4. Sand the edges, assemble, and make adjustments. This is where having the pieces numbered was helpful. I didn’t have to stand there trying to figure out which piece came next; since they were numbered, I already knew. And as far as adjustments, I had to make some little tweaks for pieces that didn’t quite line up correctly, but I didn’t go too crazy. I wanted it to look rustic and imperfect, so I was okay with the edges not being 100% flush. I did sand the rough edges with 30 grit, then 100 grit, then 210 grit sandpaper to get them as smooth as possible.
If I had kids, I would totally have handed them these pieces and said, “Put together the puzzle!” and then gone off and eaten a cupcake.
5. Bring in the reinforcements. Flip the whole thing over so the “wrong” side is up, and then line up scrap wood that you’ll screw into to hold it all together. I mostly just used scraps from this project and others. Make sure each board has a screw in it and that each one is somehow connected to the board next to it. I did this before staining but forgot to take a picture.

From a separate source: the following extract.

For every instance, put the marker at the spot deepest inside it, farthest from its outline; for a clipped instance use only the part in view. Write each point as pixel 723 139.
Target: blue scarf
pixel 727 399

6. Distress, stain, and seal. The part where the ampersand got abused was the one step that Rick helped with, but only because he saw me flailing around with the crowbar and wanted in on the action.

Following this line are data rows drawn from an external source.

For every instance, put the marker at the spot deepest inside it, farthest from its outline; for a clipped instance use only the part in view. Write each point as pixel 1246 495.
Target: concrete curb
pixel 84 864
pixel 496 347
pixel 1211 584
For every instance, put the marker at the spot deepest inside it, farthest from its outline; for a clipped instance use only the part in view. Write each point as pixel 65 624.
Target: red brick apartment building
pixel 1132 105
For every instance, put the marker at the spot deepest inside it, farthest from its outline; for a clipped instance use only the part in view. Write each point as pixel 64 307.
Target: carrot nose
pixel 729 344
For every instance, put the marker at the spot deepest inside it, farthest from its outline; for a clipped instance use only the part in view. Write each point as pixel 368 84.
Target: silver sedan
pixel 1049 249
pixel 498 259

The stain is in two layers: Minwax Ebony wiped off immediately, followed by Minwax Dark Walnut wiped off between 30 seconds and a minute. I sealed it with Varathane clear satin polyurethane. (All stain and sealer was leftover from our bedroom floor refinishing saga.)
And that, my friends, is the story of how I made a giant rustic ampersand ALL by myself. I’m still examining my limbs to make sure none are missing.
We’ll hang it on the wall as soon as that desk I mentioned is ready to go. It’s surprisingly lightweight—I can carry it by myself without grumbling or pulling a muscle—but we’ll still have to be creative with how we attach it to the wall. I’m thinking we’ll suspend it from old bra straps.
Of course that’s what you’re thinking, Erin. What are you, 12?
Even my cats are hiding their heads in shame.
Have you tackled any power tool projects without the help of a related handyman? Who is making the same face my cat is? Who found the hidden bra?